Seguindo uma tradição que mantenho neste espaço, usarei as últimas colunas de dezembro para projetar as principais tendências no que tange à China para o ano seguinte.
Nesta semana, analiso os macrotemas geopolíticos para na semana que vem tratar dos temas domésticos na agenda de Pequim. É, claro, um exercício perigoso de futurologia que nem sempre acerta, mas que ajuda a balizar a atenção acerca do que é preciso acompanhar com mais cuidado.
2026 tende a ser menos um ano de viradas abruptas e mais o momento em que se cristaliza uma leitura estratégica amadurecida ao longo da última década. Em Pequim, consolidou-se a convicção de que o ambiente internacional deixou de ser apenas competitivo para se tornar estruturalmente hostil. A expectativa de um retorno à globalização liberal pré-2018, ainda presente em parte da elite chinesa até poucos anos atrás, foi definitivamente abandonada.
A resposta a esse diagnóstico não é o isolamento, mas a construção deliberada de uma arquitetura paralela de inserção internacional.
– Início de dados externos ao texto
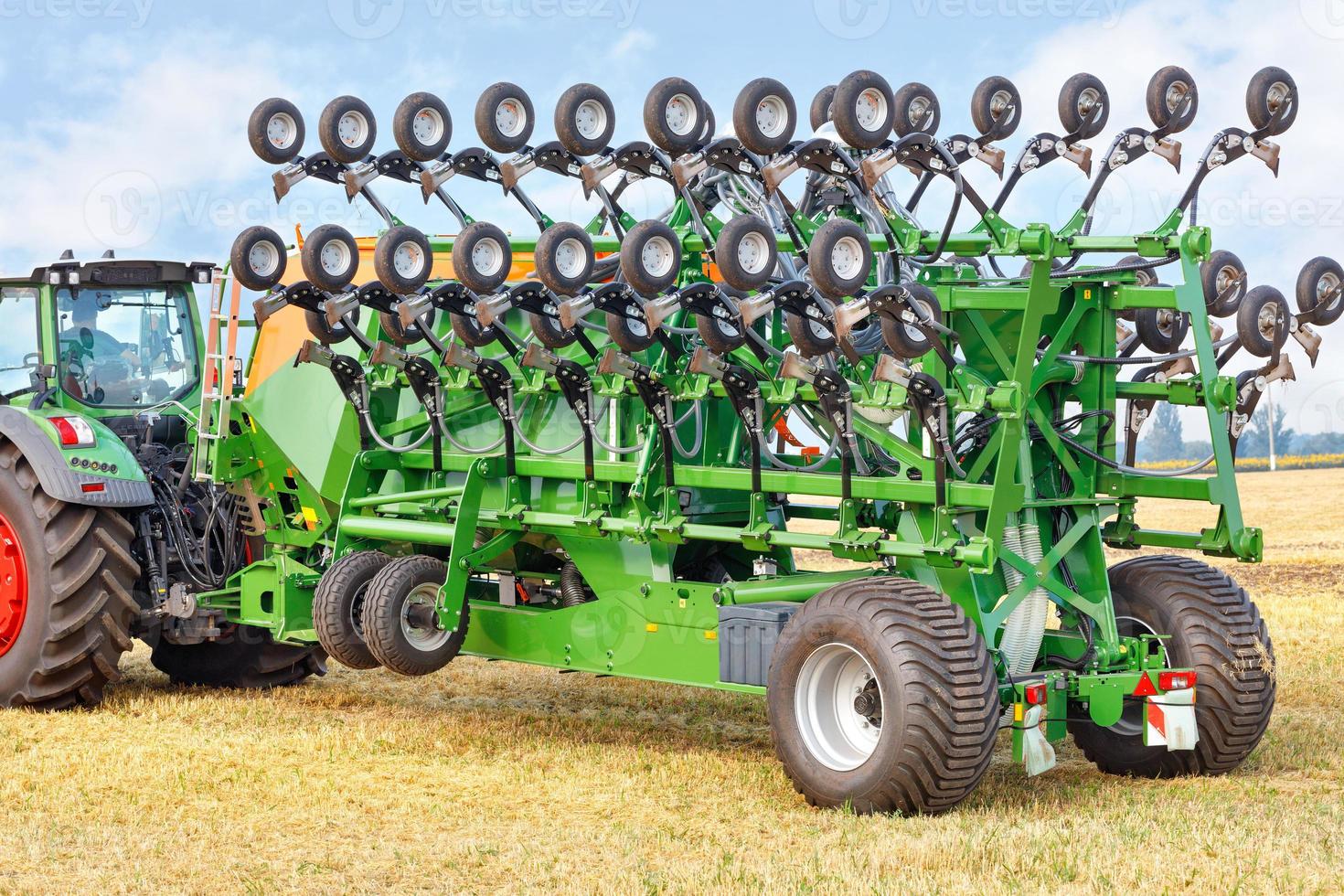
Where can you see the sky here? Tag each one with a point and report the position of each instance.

A ênfase crescente na autossuficiência tecnológica deve ser lida menos como um projeto econômico convencional e mais como um imperativo de segurança nacional. A prioridade central é reduzir vulnerabilidades críticas e neutralizar instrumentos de coerção externa, ainda que isso implique aceitar custos e ineficiências no curto prazo.
Nesse contexto, o relacionamento com os Estados Unidos continuará sendo o principal eixo estruturante da política externa. Em 2026, a dinâmica bilateral tende a se estabilizar em um padrão de atrito prolongado, marcado por um desacoplamento seletivo e assimétrico.
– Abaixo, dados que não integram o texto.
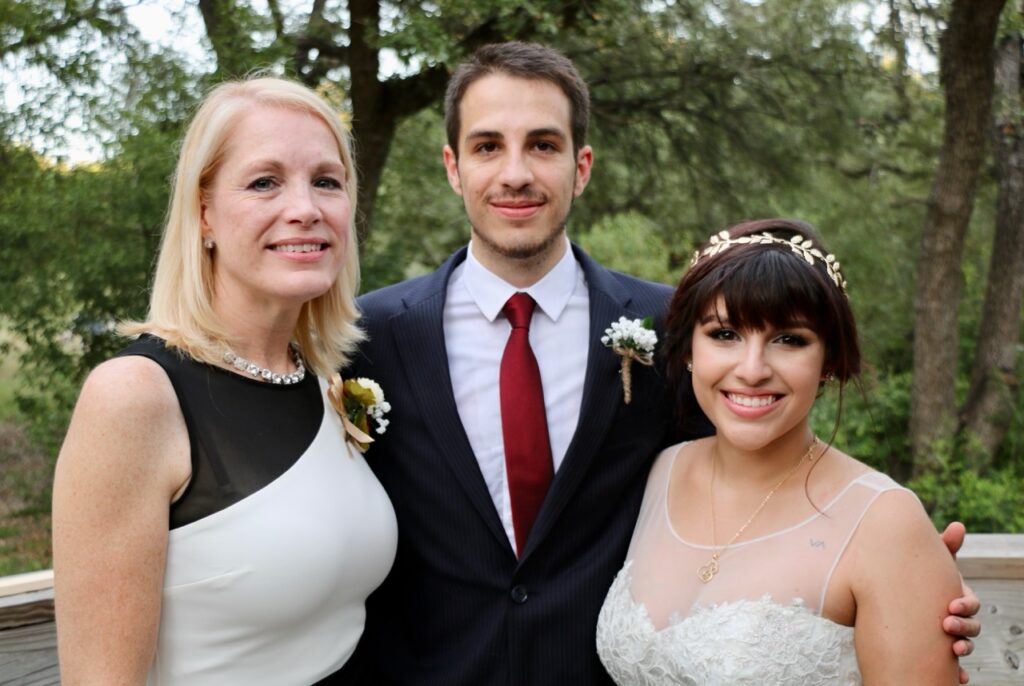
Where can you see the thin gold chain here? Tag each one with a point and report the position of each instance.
(708, 570)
Pequim aceita a continuidade do comércio em setores menos sensíveis, mas se prepara para uma disputa tecnológica duradoura, na qual tarifas, controles de exportação e medidas regulatórias passam a ser ferramentas permanentes. O objetivo já não é mais gerir uma “competição estratégica”, mas administrar uma rivalidade sistêmica, na qual concessões pontuais não alteram o panorama de desconfiança mútua.
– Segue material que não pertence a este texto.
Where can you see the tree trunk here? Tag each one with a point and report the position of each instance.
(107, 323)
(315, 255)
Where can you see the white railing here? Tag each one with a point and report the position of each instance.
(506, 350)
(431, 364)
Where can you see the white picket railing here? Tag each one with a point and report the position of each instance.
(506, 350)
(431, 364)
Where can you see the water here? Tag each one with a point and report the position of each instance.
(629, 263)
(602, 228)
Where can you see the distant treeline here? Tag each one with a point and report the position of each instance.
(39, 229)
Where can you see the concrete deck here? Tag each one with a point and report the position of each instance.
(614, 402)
A relação com a Europa seguirá uma lógica mais ambígua. Bruxelas insiste no discurso da “redução de riscos”, mas enfrenta limites impostos pela fragmentação política interna e pela dependência econômica de setores-chave em relação ao mercado chinês. Essa tensão entre retórica e realidade abre espaço para uma diplomacia chinesa pragmática, que explora divergências nacionais dentro da União Europeia e transforma incoerência estratégica em vantagem.
É, contudo, no Sul Global que se desenha a dimensão mais transformadora da estratégia chinesa. África, América Latina e partes da Ásia deixam de ocupar um papel periférico e passam a ser centrais na projeção de poder. Ao combinar financiamento, infraestrutura e coordenação política, a China tem tentado se apresentar como alternativa a uma ordem que muitos desses países percebem como esgotada.
No campo da segurança, o risco maior não reside em conflitos abertos, mas na proliferação de zonas cinzentas. Do mar do Sul da China ao estreito de Taiwan, a estratégia chinesa privilegia pressões graduais e o uso de instrumentos administrativos ou econômicos para impor fatos consumados.
Mais do que um ano de rupturas espetaculares, 2026 tende a marcar a normalização de um mundo em que a China já não busca se adaptar à ordem existente, mas moldá-la segundo seus próprios interesses. Ignorar essa transição, ou subestimá-la, será um erro estratégico difícil de corrigir.